Annals of Emergency Medicine
Volume 49, Issue 6 , Pages 747-755, June 2007

Measuring and Forecasting Emergency Department Crowding in Real Time

  • Nathan R. Hoot, MS

      Affiliations

    • Department of Biomedical Informatics, Vanderbilt University Medical Center, Nashville, TN
    • Corresponding Author InformationAddress for correspondence: Nathan R. Hoot, MS, 400 Eskind Biomedical Library, 2209 Garland Avenue, Nashville, TN 37232; 615-936-3720, fax 615-936-1427.
  • ,
  • Chuan Zhou, PhD

      Affiliations

    • Department of Biostatistics, Vanderbilt University Medical Center, Nashville, TN
  • ,
  • Ian Jones, MD

      Affiliations

    • Department of Biomedical Informatics, Vanderbilt University Medical Center, Nashville, TN
    • Department of Emergency Medicine, Vanderbilt University Medical Center, Nashville, TN.
  • ,
  • Dominik Aronsky, MD, PhD

      Affiliations

    • Department of Biomedical Informatics, Vanderbilt University Medical Center, Nashville, TN
    • Department of Emergency Medicine, Vanderbilt University Medical Center, Nashville, TN.

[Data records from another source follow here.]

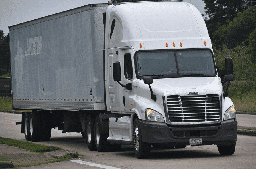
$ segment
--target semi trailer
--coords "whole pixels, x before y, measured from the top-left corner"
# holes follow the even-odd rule
[[[202,15],[182,1],[90,4],[9,27],[13,109],[28,141],[81,132],[90,150],[217,145],[237,137]],[[225,91],[224,91],[225,90]]]

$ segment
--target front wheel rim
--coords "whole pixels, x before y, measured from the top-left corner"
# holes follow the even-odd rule
[[[138,127],[136,126],[134,130],[134,132],[135,134],[135,144],[134,145],[135,148],[137,151],[138,151],[139,148],[139,128]]]
[[[30,131],[30,134],[32,136],[33,133],[33,123],[32,122],[32,118],[30,118],[29,120],[29,128]]]
[[[88,142],[90,143],[92,139],[92,134],[91,132],[90,124],[90,122],[88,122],[87,124],[87,138]]]
[[[98,123],[96,123],[95,127],[95,138],[96,142],[99,145],[100,144],[100,129]]]
[[[25,134],[27,135],[27,119],[25,118]]]

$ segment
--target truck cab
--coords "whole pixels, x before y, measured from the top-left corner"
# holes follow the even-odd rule
[[[107,8],[106,108],[123,116],[109,118],[108,141],[133,144],[138,158],[148,156],[151,145],[215,144],[233,154],[237,120],[228,85],[225,92],[201,15],[177,1]]]

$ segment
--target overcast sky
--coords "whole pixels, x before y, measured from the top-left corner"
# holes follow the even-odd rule
[[[107,3],[108,0],[0,0],[0,30],[6,35],[12,26],[91,3]],[[204,14],[202,0],[183,0]]]

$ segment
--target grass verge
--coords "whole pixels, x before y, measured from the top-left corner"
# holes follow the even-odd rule
[[[32,152],[40,154],[60,150],[61,148],[55,146],[48,146],[39,144],[36,144],[28,142],[14,140],[11,138],[0,137],[0,144],[4,144],[16,147],[25,149]],[[79,155],[77,152],[75,153],[67,153],[63,158],[45,158],[39,160],[12,160],[15,168],[30,167],[38,166],[42,164],[53,163],[68,160],[76,158]],[[9,161],[0,157],[0,161]]]
[[[243,112],[256,112],[256,94],[252,92],[248,94],[240,94],[230,97],[236,110]]]
[[[59,147],[48,146],[32,142],[14,140],[11,138],[0,137],[0,144],[19,147],[29,151],[39,153],[60,150]]]

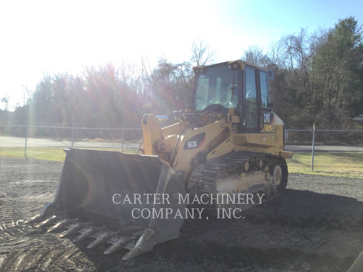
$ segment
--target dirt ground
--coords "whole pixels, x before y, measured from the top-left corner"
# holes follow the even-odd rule
[[[291,174],[244,219],[187,219],[179,239],[127,261],[22,220],[51,202],[63,164],[0,158],[0,271],[345,271],[363,250],[363,180]]]

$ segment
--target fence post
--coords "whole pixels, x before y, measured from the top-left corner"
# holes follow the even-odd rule
[[[77,125],[77,123],[74,124],[74,125],[73,126],[73,128],[72,128],[72,147],[73,147],[73,137],[74,137],[74,128],[76,128],[76,126]]]
[[[315,123],[314,124],[314,131],[313,131],[313,151],[311,153],[311,171],[314,169],[314,149],[315,148]]]
[[[26,140],[28,140],[28,126],[25,127],[25,148],[24,149],[24,156],[26,158]],[[26,158],[27,159],[28,158]]]
[[[122,129],[121,131],[121,152],[123,152],[123,129],[126,125],[126,123],[122,127]]]

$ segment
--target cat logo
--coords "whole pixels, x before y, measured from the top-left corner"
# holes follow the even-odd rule
[[[264,123],[270,124],[270,114],[264,114]]]

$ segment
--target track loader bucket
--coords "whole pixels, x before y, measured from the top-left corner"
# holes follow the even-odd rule
[[[80,233],[75,242],[96,238],[89,248],[112,244],[105,254],[130,250],[123,260],[179,236],[184,219],[176,213],[179,209],[182,214],[186,208],[179,202],[179,194],[185,194],[184,171],[174,171],[157,156],[65,151],[53,203],[26,222],[44,220],[37,226],[50,227],[49,232],[68,229],[61,237]]]

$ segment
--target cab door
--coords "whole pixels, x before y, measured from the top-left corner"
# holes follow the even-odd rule
[[[257,130],[259,99],[256,80],[256,69],[245,66],[246,128],[248,131]]]

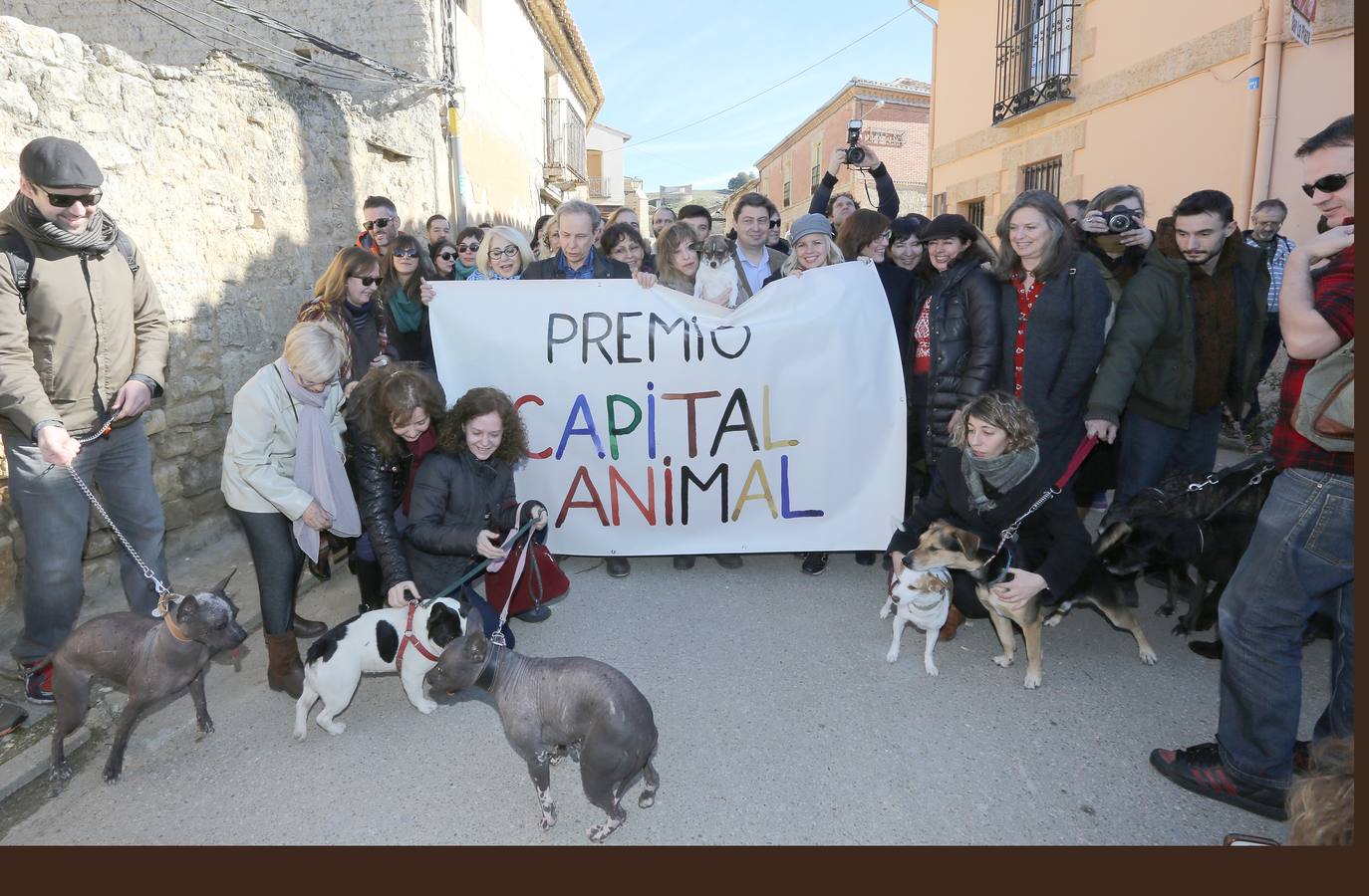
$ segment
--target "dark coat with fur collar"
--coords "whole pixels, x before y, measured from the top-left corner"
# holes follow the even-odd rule
[[[982,514],[973,509],[969,486],[965,484],[960,466],[960,449],[946,449],[936,464],[931,492],[917,502],[913,514],[904,521],[899,531],[894,532],[888,550],[905,554],[912,551],[927,527],[936,520],[946,520],[951,525],[969,529],[988,550],[994,550],[999,533],[1054,484],[1054,475],[1047,465],[1036,464],[1036,469],[1027,479],[998,497],[997,506]],[[1012,565],[1045,579],[1051,598],[1060,601],[1084,572],[1094,547],[1088,529],[1075,512],[1075,502],[1055,495],[1027,517],[1017,532],[1013,551]]]
[[[1227,238],[1223,256],[1218,271],[1229,271],[1229,294],[1236,305],[1236,347],[1223,397],[1239,414],[1259,375],[1269,269],[1240,231]],[[1087,419],[1117,423],[1128,409],[1166,427],[1188,428],[1198,356],[1192,289],[1190,265],[1175,241],[1175,220],[1165,218],[1155,227],[1146,264],[1117,304],[1117,320],[1088,395]]]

Received 30 August 2006; received in revised form 7 November 2006 and 18 December 2006; accepted 4 January 2007. published online 28 March 2007.

Study objective

We quantified the potential for monitoring current and near-future emergency department (ED) crowding by using 4 measures: the Emergency Department Work Index (EDWIN), the National Emergency Department Overcrowding Scale (NEDOCS), the Demand Value of the Real-time Emergency Analysis of Demand Indicators (READI), and the Work Score.

Methods

We calculated the 4 measures at 10-minute intervals during an 8-week study period (June 21, 2006, to August 16, 2006). Ambulance diversion status was the outcome variable for crowding, and occupancy level was the performance baseline measure. We evaluated discriminatory power for current crowding by the area under the receiver operating characteristic curve (AUC). To assess forecasting power, we applied activity monitoring operating characteristic curves, which measure the timeliness of early warnings at various false alarm rates.

Results

We recorded 7,948 observations during the study period. The ED was on ambulance diversion during 30% of the observations. The AUC was 0.81 for the EDWIN, 0.88 for the NEDOCS, 0.65 for the READI Demand Value, 0.90 for the Work Score, and 0.90 for occupancy level. In the activity monitoring operating characteristic analysis, only the occupancy level provided more than an hour of advance warning (median 1 hour 7 minutes) before crowding, with 1 false alarm per week.

Conclusion

The EDWIN, the NEDOCS, and the Work Score monitor current ED crowding with high discriminatory power, although none of them exceeded the performance of occupancy level across the range of operating points. None of the measures provided substantial advance warning before crowding at low rates of false alarms.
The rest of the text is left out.